I particularly like one way Freddie monetize his Social Media Capital:  the $9,001 pledge available for backers in exchange for one tweet.  An option available for just one pledger: Freddie will tweet whatever you want him to tweet on the @fwong Twitter account (more than 300,000 followers) at a time of your choosing. Sweet!
  • MAKE YOUR CONTENT WIDELY AVAILABLE: Freddie did not cage the VGHS into his company's webpage. The content was open to everyone in YoutTube.  Each episode was open for everyone to embed it into their own blogs, share it easily through Social Media Channels, forums, Facebook pages, you name it. It certainly brought collateral traffic towards RocketJump.com . Wong's Production Company shows first on Google Search for VGHS. The content generated interest, the Community wanted additional goodies. Conversations lead to RocketJump's web, where the Company posted other content like podcasts, behind the scenes material, blogposts that kept the traffic flowing.
  • ENCOURAGE PRODUCT PLACEMENT: VGHS was an excellent medium for gaming community sponsors to place their products. Headsets, PC peripherals, airsoft guns, energy drinks... fit like a glove within the content.

EXTRA BONUS RESULTS

I've already mention some of the accomplishments of VGHS webseries. 36 million viewers, Fully Funded Production, the Netflix Deal are amazing results, but I like to point out one more: Social Media Capital's Growth: Freddie's twitter account increased 50% (from 200,000 to +300,000) YouTube Subscribers more than double from 2 million to almost 5 million.

CONCLUSION

Before VGHS's success, Freddie Wong declared:
We strongly believe the foundations for the future of digitally distributed content will be laid by webseries. We don't see a webseries as a stepping stone to get a feature film project, or a TV deal - a good webseries is an end unto itself. The webseries format is uncharted territory, and we want to explore it.
Everything about Social Media Marketing these days seems to float around content. Audiences are not just people looking for entertainment, they are communities avid for content to share, interact with, and comment about. Marketing is not about selling stuff, is about building relationships (that would evolve into selling stuff...eventually). Could webseries be a content format to enable and encourage those relationships? You bet it can.
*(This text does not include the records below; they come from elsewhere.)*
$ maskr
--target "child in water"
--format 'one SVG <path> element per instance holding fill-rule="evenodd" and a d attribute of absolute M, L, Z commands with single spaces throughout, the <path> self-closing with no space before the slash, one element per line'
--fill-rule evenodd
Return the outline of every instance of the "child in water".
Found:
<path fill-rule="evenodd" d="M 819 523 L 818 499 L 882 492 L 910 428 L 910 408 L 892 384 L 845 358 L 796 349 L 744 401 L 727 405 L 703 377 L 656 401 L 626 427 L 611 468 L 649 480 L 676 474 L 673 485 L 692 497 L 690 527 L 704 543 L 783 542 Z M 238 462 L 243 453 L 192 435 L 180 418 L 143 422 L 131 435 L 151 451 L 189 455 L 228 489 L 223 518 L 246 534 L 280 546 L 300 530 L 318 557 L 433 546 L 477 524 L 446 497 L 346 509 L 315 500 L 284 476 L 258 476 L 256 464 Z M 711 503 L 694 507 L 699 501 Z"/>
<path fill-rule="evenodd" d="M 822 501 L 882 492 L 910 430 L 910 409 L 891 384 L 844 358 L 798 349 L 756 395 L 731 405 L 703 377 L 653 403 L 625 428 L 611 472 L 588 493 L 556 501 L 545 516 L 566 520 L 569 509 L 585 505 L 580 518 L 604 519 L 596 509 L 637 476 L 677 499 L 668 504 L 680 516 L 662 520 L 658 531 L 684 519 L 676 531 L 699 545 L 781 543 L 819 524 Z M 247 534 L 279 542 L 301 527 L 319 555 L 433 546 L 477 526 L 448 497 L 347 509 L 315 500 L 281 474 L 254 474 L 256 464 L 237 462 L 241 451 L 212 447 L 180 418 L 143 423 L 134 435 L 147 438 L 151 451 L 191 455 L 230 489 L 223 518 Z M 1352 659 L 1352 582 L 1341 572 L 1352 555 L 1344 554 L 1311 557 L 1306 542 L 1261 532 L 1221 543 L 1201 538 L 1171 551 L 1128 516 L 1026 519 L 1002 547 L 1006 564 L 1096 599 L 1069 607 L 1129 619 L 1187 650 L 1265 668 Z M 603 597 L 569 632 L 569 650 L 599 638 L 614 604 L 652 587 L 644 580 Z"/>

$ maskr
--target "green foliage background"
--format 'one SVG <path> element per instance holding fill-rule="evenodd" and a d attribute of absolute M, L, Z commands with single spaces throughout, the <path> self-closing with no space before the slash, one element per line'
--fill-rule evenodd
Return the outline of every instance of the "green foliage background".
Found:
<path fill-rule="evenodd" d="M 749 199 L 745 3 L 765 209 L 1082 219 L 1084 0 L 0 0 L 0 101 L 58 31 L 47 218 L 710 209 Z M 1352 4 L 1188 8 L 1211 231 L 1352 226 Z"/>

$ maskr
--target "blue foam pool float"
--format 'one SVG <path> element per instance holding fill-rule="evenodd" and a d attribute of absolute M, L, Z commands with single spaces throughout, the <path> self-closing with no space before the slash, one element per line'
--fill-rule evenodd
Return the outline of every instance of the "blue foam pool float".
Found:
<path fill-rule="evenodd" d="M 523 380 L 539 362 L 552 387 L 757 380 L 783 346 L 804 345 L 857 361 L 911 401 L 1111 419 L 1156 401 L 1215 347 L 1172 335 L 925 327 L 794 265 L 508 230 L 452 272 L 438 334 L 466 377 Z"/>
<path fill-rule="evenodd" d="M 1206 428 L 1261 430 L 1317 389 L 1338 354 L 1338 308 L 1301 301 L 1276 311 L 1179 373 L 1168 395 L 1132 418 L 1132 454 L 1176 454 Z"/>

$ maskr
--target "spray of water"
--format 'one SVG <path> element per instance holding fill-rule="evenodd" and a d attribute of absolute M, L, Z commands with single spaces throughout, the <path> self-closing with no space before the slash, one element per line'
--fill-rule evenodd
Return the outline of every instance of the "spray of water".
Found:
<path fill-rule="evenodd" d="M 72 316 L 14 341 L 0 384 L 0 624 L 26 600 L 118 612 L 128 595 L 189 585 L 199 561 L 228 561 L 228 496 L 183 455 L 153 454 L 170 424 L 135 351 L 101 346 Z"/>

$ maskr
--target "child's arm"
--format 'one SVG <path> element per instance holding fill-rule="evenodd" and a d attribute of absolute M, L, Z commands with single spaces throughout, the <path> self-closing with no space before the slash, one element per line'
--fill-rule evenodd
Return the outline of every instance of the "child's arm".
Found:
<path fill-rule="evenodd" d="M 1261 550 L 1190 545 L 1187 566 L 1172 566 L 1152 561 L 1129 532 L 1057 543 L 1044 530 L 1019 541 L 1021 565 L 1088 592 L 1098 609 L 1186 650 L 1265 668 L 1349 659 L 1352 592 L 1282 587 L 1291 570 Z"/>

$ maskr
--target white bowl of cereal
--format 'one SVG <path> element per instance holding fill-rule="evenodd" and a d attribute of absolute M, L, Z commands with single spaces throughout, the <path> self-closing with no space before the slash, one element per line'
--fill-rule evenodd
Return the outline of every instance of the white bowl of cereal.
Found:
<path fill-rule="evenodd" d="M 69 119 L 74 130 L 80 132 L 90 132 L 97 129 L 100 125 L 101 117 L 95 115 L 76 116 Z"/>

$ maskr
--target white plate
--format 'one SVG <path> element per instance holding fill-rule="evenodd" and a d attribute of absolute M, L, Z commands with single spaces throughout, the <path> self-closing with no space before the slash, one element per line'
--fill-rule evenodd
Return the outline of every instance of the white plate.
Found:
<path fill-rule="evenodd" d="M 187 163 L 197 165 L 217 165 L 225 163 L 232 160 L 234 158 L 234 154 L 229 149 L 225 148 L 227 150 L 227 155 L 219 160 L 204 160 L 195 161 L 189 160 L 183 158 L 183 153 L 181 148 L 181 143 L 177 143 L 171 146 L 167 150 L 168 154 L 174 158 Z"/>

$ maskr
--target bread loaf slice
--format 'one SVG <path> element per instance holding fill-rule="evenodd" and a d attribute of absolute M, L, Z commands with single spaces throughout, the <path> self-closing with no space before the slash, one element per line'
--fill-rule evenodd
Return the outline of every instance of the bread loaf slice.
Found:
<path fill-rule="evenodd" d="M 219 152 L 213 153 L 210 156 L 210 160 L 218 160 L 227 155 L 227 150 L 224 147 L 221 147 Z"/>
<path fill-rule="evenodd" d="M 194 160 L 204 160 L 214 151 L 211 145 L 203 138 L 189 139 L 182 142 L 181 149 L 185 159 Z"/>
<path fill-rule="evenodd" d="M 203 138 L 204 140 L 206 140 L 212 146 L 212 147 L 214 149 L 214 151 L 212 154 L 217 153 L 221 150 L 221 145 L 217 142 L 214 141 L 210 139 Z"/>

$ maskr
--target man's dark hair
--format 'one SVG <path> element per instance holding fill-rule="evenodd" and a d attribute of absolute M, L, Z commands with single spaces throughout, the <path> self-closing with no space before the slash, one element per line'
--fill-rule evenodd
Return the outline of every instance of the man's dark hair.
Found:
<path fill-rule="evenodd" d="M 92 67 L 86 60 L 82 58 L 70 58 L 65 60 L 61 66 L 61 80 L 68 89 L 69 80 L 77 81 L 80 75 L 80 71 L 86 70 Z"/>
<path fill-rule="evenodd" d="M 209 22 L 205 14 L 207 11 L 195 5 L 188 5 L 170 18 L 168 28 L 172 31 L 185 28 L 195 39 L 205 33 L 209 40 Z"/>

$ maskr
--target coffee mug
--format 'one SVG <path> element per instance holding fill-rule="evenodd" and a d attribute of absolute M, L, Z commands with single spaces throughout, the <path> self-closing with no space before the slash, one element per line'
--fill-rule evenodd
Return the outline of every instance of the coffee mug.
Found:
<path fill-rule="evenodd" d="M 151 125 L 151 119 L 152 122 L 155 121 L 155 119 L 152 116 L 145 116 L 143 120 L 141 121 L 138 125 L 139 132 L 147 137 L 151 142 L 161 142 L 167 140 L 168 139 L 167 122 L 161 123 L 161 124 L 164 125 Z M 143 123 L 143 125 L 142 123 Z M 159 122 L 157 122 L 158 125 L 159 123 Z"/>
Webseries is a wonderful content format to generate conversations, wake up interest and build community. It has all the traditional media series advantages: periodicity, cliffhanger possibilities, plus the flexibility to generate interaction through enriched media features that are native online. VGHS is somehow atypical because a large base of its community was built before the project was even conceived, but the lessons it teach us are there to learn from.  Webseries are here to stay. What do you think?